Il real social tagging e le mappe emozionali, il geoblog e i matrix code, la partecipazione nel web 2.0 e il tentativo di fare della rete un "reale" spazio pubblico, di confronto attivo e autorganizzato. Dal geoblog di Torino ai confini dell’immaginazione "ludica":  ne parliamo con Carlo Infante.

23 Gennaio 2008

Articolo FPA

Carlo Infante – Libero docente di Performing Media

Il real social tagging e le mappe emozionali, il geoblog e i matrix code, la partecipazione nel web 2.0 e il tentativo di fare della rete un "reale" spazio pubblico, di confronto attivo e autorganizzato. Dal geoblog di Torino ai confini dell’immaginazione "ludica":  ne parliamo con Carlo Infante.

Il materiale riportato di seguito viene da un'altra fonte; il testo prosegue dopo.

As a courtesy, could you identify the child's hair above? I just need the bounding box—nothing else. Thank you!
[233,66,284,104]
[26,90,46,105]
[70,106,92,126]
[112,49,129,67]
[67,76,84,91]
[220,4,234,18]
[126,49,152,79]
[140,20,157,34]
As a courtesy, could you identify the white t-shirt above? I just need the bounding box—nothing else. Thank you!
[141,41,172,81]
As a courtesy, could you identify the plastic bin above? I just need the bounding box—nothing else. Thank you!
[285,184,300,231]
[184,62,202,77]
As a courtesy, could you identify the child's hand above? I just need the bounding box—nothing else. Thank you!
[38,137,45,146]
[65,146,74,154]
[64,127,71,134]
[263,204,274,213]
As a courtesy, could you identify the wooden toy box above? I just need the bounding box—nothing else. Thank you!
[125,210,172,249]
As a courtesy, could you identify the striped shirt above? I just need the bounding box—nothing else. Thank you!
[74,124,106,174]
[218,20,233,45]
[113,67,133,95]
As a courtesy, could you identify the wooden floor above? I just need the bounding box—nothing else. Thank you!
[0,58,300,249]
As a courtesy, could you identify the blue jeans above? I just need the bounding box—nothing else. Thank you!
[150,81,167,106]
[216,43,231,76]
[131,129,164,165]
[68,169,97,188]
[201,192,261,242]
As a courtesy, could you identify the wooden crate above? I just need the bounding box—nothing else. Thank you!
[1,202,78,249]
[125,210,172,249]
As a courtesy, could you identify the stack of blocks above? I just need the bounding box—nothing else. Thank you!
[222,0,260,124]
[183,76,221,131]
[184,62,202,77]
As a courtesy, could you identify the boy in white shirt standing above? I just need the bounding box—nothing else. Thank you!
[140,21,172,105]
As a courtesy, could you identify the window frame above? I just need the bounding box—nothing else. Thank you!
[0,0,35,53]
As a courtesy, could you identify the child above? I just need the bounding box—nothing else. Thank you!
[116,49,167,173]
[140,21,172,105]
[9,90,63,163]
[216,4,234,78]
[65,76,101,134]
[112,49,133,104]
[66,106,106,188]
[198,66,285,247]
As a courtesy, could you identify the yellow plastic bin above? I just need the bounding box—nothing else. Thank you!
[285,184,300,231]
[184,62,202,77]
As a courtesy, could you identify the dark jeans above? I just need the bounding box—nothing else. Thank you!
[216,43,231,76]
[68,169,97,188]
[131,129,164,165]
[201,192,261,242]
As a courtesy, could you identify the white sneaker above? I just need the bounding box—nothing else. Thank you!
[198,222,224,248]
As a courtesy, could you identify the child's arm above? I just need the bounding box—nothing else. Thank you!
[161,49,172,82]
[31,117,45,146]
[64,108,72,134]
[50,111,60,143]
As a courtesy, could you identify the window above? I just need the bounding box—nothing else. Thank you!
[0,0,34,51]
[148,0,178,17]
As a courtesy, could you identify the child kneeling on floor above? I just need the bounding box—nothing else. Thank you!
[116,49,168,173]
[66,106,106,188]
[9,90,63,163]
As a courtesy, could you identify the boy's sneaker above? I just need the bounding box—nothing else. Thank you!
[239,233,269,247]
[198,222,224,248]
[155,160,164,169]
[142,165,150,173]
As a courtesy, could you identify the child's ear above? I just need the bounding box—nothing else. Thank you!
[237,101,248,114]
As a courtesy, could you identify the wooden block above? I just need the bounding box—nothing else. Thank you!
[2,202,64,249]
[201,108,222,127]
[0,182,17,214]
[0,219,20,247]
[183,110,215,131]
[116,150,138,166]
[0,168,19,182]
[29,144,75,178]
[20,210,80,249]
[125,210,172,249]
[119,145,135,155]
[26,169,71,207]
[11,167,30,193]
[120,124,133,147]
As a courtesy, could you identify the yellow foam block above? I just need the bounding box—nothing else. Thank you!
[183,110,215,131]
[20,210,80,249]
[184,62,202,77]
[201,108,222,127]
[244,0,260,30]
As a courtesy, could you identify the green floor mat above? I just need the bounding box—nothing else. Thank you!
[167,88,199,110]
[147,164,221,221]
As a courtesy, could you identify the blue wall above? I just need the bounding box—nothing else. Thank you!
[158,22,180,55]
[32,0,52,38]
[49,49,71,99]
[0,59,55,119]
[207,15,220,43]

Alla base del geoblog del museo diffuso di Torino c’è il concetto di "real social tagging". Di che cosa si tratta?
Quella esperienza del geoblog ideato e realizzato dal Performing Media Lab del Piemonte e poi sviluppato come Mappa Emozionale del luoghi della memoria antifascista a Torino è un esempio emblematico. Ma è opportuno una riflessione di contesto. Il social tagging è uno dei fenomeni più interessanti del web 2.0, per intendere una dimensione informativa che va oltre la dinamica partecipativa. Si parte da una prima istanza qualificante che è proprio la partecipazione, una condizione attiva che favorisce il feedback, ma bisogna anche capire come dare forma a questa partecipazione. E’ importante, cioè, riuscire a referenziare le informazioni per condividerle attraverso la migliore pertinenza possibile. Allora l’innesto è proprio su questo punto: con il social tagging la partecipazione nel web 2.0 compie un salto di qualità perché si tende a condividere la pertinenza delle parole chiave: le tag. Per tornare al neologismo del "real social tagging" bisogna però fare un salto di qualità ulteriore, quello che riguarda ciò che connette la rete al territorio. Il cosiddetto real social tagging nasce per definire la dimensione territoriale senza contrapporla a quella virtuale. Sia chiaro: il virtuale è qualcosa in più e non qualcosa in meno della realtà. Questo aspetto è legato alla simulazione e a come questa condizione possa elavare il grado di consapevolezza di uno scenario in cui agire. Se si agisce nella simulazione si può acquisire una maggiore esperienza per agire poi nella realtà. In questo senso ritengo che le prove teatrali siano la metafora più appropriata per definire il concetto di simulazione, è il far finta per davvero, ciò che permette di essere meglio preparati alla "realtà".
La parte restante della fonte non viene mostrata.